Displaying items by tag: Cumberland Plain Woodland
John Martyn Research Grant Award for 2019
We are very pleased to announce that the John Martyn Research Grant for 2019 has been awarded to Gabriella Hoban. Gabriella’s research project is entitled Soil Characteristics as Indicators of Restoration Trajectories in Urban Woodlands. This subject is highly relevant to STEPs aims to restore degraded ecological communities.
She has provided us with this description of her project.
Hi! I’m Gabby. I am an honours student at the University of New South Wales. I love ecology, ecological restoration and conservation and have a slight obsession with plants.

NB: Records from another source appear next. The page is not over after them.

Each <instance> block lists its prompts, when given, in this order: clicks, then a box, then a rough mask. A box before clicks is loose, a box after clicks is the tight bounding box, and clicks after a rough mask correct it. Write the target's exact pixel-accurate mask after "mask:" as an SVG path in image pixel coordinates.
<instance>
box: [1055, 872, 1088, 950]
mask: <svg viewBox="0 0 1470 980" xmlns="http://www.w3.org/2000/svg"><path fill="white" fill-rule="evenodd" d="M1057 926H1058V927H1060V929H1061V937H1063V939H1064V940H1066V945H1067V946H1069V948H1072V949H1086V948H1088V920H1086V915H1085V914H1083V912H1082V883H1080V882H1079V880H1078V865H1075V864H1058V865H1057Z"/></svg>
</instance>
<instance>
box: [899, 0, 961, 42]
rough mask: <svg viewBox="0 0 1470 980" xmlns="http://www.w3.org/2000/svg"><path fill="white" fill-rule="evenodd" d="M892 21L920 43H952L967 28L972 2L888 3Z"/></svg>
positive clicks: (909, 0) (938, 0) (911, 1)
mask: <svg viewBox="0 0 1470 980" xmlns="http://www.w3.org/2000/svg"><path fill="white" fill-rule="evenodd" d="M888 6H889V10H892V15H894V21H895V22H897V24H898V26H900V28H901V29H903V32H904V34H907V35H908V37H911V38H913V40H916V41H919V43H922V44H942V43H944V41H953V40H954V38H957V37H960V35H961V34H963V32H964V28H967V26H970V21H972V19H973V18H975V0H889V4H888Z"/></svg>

For my honours project I will be studying the effect of soil characteristics on restoration trajectories in urban woodlands. My research will be based in western Sydney within the Cumberland Plain Woodland, a critically endangered vegetation community. In this region, a concentration of threatened species and ecological communities overlap with intense development pressure.
Through my project I aim to quantify the relationship between the abundance of exotic and native plant species in relation to soil constituents in bushland reserves with agricultural land use legacies. Soil samples will be collected and the effect of soil properties on restoration trajectories will be determined.
My research will build on existing data from long-term study sites established in 1989. This research provides an exciting opportunity to examine long term trends in regenerating bushland.
I hope this research can inform conservation efforts not only at this site, but also similar grassy reserves recovering from legacies of former agricultural land use that span a large area across south-eastern Australia.
Thank you to STEP and its members for the opportunity.